The core complaint: national trust bank charters granted to crypto companies carry lighter oversight requirements than those imposed on full-service national banks. The BPI argues this creates an unlevel playing field — and, they claim, systemic risk. Call it concern for the public good, or call it incumbents guarding the gate. The framing matters.

Which Crypto Firms Got OCC Crypto Bank Charters?

The pipeline of approvals has moved fast. The OCC crypto bank charters program kicked into high gear last December when the regulator handed conditional national trust bank charter approvals to BitGo, Fidelity Digital Assets, Paxos, and Ripple. That was just the start.

In February, Crypto.com, Bridge, and Stripe all received conditional licenses. Blockchain infrastructure firm Zerohash submitted its own application on February 27. And Trump-backed World Liberty Financial applied back in January, hoping to expand the reach of its USD1 stablecoin — though a decision there is still pending.

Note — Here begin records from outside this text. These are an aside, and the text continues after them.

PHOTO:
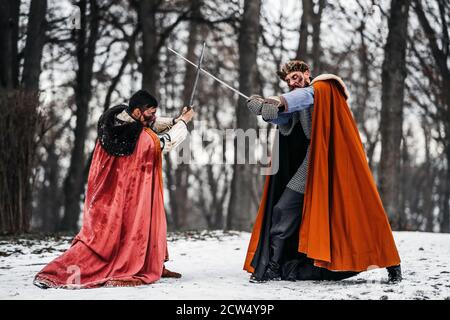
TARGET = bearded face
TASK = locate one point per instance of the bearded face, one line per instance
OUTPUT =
(145, 116)
(297, 79)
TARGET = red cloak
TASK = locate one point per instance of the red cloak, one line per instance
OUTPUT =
(123, 237)
(344, 226)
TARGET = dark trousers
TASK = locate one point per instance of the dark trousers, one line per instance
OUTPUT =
(286, 219)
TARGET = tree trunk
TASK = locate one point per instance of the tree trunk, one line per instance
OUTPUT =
(35, 43)
(393, 85)
(241, 209)
(302, 50)
(316, 44)
(440, 53)
(150, 60)
(74, 182)
(180, 202)
(9, 36)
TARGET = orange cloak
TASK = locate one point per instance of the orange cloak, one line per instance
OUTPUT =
(344, 226)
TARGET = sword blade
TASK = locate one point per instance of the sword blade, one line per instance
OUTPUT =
(209, 74)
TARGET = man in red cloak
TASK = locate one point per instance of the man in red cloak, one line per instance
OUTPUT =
(122, 241)
(320, 217)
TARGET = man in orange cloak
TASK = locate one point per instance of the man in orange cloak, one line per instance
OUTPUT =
(320, 217)
(123, 238)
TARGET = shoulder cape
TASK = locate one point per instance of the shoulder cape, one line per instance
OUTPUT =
(344, 225)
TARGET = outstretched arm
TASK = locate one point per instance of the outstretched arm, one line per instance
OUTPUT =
(298, 99)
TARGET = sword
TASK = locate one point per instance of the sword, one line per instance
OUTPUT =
(209, 74)
(200, 59)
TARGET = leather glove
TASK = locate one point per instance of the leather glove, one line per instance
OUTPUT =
(254, 104)
(270, 108)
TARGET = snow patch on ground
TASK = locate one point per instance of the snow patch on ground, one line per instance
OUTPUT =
(211, 264)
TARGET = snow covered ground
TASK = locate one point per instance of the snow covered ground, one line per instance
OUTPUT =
(211, 264)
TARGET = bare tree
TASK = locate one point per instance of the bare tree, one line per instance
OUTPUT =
(20, 117)
(393, 87)
(86, 39)
(242, 209)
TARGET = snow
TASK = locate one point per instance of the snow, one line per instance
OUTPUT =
(211, 264)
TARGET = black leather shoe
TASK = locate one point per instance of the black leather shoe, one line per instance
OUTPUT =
(272, 273)
(394, 274)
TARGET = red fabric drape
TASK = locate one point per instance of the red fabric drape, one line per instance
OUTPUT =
(123, 237)
(344, 226)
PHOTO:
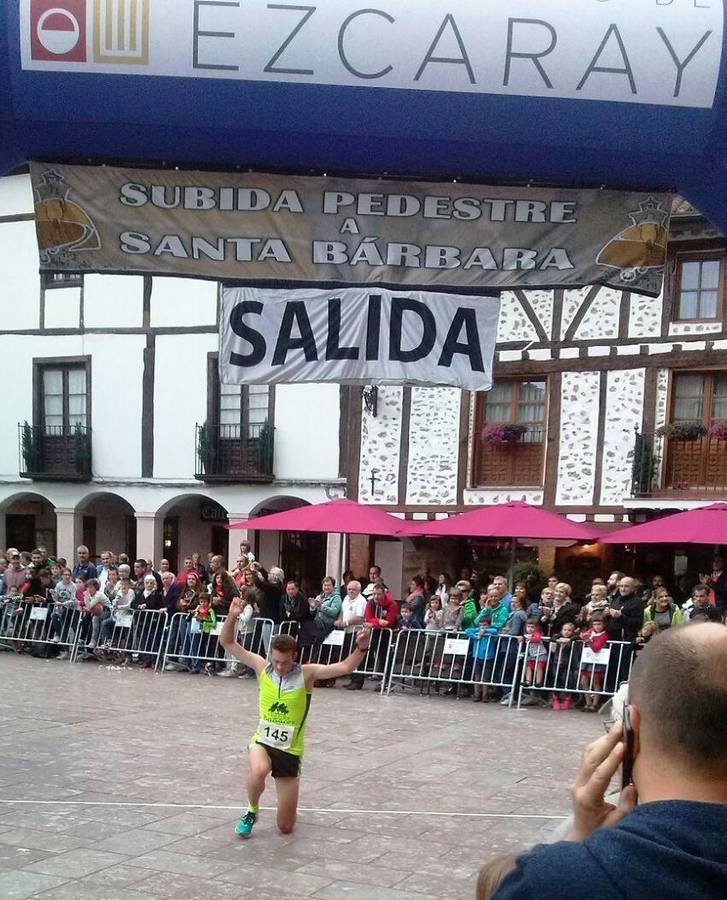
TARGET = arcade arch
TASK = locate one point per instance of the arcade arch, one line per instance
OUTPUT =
(107, 522)
(301, 555)
(27, 520)
(191, 523)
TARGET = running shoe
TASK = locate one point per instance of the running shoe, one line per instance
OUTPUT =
(245, 825)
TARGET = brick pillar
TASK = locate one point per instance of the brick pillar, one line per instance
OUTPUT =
(149, 537)
(69, 533)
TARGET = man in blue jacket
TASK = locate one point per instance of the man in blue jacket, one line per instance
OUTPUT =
(670, 845)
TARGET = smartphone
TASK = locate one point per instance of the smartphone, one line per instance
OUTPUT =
(628, 761)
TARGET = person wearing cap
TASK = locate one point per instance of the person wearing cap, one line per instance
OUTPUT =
(15, 572)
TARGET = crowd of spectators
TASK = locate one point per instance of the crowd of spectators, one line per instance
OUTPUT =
(536, 626)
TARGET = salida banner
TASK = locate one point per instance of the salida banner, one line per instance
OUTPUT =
(262, 227)
(357, 336)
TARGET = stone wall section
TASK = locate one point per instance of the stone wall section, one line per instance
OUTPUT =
(578, 438)
(624, 415)
(381, 448)
(601, 319)
(433, 446)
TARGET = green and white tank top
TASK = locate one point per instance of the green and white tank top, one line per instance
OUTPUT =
(284, 703)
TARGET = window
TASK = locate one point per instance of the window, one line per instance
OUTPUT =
(243, 410)
(518, 459)
(237, 441)
(699, 289)
(700, 399)
(696, 458)
(64, 400)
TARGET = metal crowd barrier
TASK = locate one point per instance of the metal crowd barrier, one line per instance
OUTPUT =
(338, 644)
(24, 624)
(188, 646)
(573, 669)
(432, 659)
(133, 633)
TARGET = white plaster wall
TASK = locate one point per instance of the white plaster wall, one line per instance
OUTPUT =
(307, 420)
(113, 301)
(624, 414)
(380, 448)
(433, 446)
(116, 385)
(180, 400)
(195, 536)
(542, 303)
(63, 308)
(513, 324)
(16, 195)
(20, 282)
(601, 320)
(578, 437)
(645, 316)
(572, 301)
(183, 301)
(110, 525)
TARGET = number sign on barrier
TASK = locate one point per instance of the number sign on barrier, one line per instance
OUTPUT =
(336, 638)
(457, 646)
(600, 658)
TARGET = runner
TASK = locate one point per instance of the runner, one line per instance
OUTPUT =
(285, 694)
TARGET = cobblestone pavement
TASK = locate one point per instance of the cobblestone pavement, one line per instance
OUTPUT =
(132, 781)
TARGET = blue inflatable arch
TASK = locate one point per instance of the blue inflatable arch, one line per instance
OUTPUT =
(626, 93)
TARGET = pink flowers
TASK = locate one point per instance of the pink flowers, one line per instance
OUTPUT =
(502, 433)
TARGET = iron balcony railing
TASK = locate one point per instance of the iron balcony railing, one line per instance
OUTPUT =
(673, 466)
(242, 453)
(54, 452)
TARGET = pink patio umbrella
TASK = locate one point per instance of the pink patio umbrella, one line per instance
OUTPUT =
(332, 517)
(515, 520)
(704, 525)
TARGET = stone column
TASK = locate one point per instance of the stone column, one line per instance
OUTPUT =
(334, 556)
(234, 538)
(149, 536)
(69, 534)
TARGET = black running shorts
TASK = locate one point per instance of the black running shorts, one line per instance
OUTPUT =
(284, 765)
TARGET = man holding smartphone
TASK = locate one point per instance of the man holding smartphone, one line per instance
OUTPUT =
(671, 844)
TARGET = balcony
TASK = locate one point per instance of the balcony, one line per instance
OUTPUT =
(672, 468)
(234, 453)
(516, 463)
(54, 453)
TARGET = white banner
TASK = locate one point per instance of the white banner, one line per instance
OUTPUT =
(664, 52)
(357, 336)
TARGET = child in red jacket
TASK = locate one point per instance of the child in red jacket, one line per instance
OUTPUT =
(591, 674)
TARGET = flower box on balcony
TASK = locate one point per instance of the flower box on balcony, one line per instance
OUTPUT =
(503, 434)
(682, 431)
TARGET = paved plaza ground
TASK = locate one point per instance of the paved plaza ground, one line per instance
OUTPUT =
(131, 782)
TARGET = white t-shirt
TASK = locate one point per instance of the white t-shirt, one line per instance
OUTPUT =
(352, 609)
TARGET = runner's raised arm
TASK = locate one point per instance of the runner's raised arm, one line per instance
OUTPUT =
(228, 641)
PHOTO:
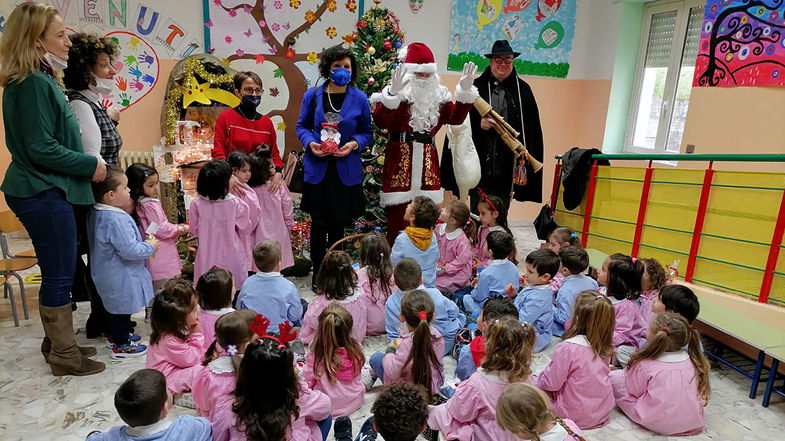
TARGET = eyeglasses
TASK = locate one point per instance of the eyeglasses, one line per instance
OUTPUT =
(502, 60)
(252, 91)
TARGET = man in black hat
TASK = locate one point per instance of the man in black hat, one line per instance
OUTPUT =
(513, 99)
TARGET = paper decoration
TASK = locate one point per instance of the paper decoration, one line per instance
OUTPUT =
(742, 45)
(137, 71)
(541, 30)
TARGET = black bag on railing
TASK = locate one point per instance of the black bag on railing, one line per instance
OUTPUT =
(544, 223)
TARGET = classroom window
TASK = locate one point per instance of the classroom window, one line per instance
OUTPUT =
(666, 63)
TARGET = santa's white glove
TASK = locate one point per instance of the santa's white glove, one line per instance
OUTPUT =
(467, 77)
(399, 80)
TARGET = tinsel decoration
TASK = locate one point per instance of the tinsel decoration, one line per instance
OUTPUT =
(174, 99)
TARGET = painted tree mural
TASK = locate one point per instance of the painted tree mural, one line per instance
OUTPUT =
(273, 36)
(742, 44)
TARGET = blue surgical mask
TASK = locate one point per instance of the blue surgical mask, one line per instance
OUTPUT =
(340, 76)
(250, 102)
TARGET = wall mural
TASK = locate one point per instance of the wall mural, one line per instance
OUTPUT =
(542, 30)
(742, 44)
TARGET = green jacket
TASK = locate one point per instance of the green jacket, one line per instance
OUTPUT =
(43, 137)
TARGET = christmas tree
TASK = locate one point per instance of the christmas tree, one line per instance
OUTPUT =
(376, 43)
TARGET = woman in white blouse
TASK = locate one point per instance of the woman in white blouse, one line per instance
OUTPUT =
(89, 76)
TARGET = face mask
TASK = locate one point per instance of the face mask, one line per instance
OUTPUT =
(102, 86)
(340, 76)
(53, 61)
(250, 102)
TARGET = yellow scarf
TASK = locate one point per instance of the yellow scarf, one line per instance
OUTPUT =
(421, 237)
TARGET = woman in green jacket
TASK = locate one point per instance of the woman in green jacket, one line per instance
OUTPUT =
(49, 173)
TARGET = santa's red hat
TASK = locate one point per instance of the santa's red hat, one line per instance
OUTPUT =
(417, 57)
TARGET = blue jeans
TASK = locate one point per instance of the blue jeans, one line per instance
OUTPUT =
(376, 364)
(50, 222)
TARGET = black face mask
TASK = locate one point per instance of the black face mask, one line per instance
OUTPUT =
(249, 103)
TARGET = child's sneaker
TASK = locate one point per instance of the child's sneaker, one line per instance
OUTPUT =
(369, 378)
(132, 339)
(129, 350)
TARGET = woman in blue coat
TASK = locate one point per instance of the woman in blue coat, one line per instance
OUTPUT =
(333, 194)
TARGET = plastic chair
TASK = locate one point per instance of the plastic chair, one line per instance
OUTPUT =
(11, 265)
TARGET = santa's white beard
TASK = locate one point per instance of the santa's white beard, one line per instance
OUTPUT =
(425, 97)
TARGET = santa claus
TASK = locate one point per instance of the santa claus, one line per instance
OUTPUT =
(412, 109)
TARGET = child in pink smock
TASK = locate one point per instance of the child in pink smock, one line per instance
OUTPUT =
(217, 375)
(470, 413)
(165, 263)
(219, 219)
(215, 289)
(176, 342)
(416, 357)
(561, 237)
(664, 387)
(524, 412)
(621, 276)
(576, 380)
(241, 169)
(267, 385)
(454, 269)
(336, 283)
(276, 204)
(375, 277)
(334, 364)
(493, 217)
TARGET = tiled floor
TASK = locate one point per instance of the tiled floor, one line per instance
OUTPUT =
(38, 406)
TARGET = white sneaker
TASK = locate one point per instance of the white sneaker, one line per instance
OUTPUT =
(369, 378)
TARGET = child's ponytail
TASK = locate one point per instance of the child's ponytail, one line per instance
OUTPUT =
(334, 332)
(593, 316)
(417, 309)
(375, 258)
(508, 347)
(670, 332)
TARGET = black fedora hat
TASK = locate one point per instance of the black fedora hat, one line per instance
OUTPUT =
(502, 47)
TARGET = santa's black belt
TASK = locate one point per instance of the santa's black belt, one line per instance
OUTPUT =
(424, 138)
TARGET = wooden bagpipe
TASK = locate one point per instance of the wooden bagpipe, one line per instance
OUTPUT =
(507, 133)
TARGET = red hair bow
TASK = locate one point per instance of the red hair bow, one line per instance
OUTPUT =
(259, 327)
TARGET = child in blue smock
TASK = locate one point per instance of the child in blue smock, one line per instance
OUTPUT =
(117, 262)
(499, 273)
(417, 240)
(535, 300)
(574, 262)
(268, 292)
(447, 318)
(143, 403)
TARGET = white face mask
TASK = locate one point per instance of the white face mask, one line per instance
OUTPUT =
(54, 61)
(102, 86)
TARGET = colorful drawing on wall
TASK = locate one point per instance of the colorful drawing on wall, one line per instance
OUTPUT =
(742, 45)
(542, 30)
(253, 33)
(137, 70)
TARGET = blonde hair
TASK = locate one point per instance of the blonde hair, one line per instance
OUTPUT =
(669, 332)
(18, 54)
(508, 347)
(593, 316)
(334, 332)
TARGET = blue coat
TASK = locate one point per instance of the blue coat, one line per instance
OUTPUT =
(356, 124)
(273, 296)
(565, 299)
(404, 247)
(117, 260)
(535, 307)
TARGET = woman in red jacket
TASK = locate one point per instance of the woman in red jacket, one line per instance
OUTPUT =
(243, 128)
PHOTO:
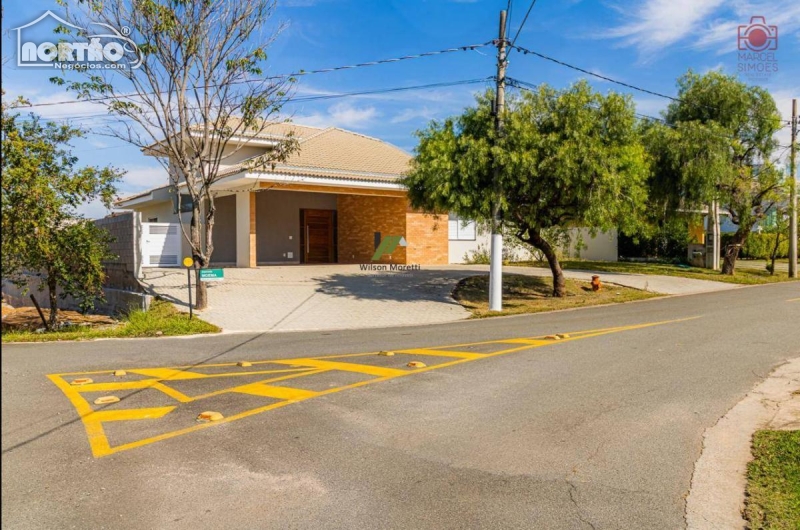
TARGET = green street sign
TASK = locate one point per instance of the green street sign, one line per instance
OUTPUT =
(211, 275)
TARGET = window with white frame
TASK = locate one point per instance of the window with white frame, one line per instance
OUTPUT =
(461, 229)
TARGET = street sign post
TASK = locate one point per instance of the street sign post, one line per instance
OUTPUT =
(211, 275)
(188, 263)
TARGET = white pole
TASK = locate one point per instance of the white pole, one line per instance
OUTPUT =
(496, 266)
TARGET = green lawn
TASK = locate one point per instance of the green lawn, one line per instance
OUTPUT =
(162, 319)
(773, 481)
(742, 276)
(529, 294)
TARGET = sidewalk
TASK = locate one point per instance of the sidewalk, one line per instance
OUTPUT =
(316, 297)
(717, 495)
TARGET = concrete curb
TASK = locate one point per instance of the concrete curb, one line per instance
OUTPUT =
(717, 494)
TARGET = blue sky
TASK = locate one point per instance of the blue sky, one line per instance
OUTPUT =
(648, 43)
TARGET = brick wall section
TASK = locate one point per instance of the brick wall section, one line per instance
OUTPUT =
(359, 217)
(121, 272)
(427, 239)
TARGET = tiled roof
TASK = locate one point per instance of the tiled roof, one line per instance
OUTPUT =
(338, 153)
(276, 130)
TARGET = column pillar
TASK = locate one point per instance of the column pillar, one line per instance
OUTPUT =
(246, 229)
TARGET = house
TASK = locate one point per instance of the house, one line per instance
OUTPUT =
(332, 201)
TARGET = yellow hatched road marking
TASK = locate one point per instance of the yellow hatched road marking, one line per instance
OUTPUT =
(277, 392)
(531, 342)
(440, 353)
(93, 419)
(346, 367)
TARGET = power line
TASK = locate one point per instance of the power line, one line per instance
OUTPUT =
(530, 87)
(303, 99)
(280, 76)
(525, 19)
(587, 72)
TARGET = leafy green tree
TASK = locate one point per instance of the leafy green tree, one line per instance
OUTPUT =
(41, 231)
(717, 143)
(201, 86)
(568, 158)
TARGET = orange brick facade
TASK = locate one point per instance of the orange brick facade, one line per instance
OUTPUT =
(359, 217)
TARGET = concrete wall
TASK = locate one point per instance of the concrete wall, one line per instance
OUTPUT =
(603, 247)
(117, 300)
(163, 211)
(122, 271)
(278, 222)
(224, 230)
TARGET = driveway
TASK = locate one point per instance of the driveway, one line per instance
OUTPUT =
(325, 297)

Ripple secured its federal approval in December 2025, making it one of the first major crypto payment companies to hold a nationally chartered trust bank designation. The OCC's pace on these approvals is clearly not slowing down — which is precisely why the BPI is running out of patience for polite letters.

What Does This Mean for Crypto's Banking Future?

The BPI has form here. Back in October, it issued a formal statement demanding the OCC reject charter applications from Ripple, Circle, and others, arguing the lighter regulatory burden undermines the oversight architecture that full-service banks must live under. The OCC went ahead anyway.

The lobby group also took legal aim at the Federal Reserve in late 2024 over the central bank's stress-testing framework — a case that was eventually paused after the Fed agreed to revisit portions of the methodology. So yes, the BPI sues regulators. It's happened before.

The real story here isn't whether crypto firms deserve bank charters — it's whether the traditional banking establishment can use the courts to slow a regulatory shift that's already happening with or without them. The OCC isn't waiting for consensus. And that, more than anything else, is what has Wall Street's lobby reaching for its lawyers.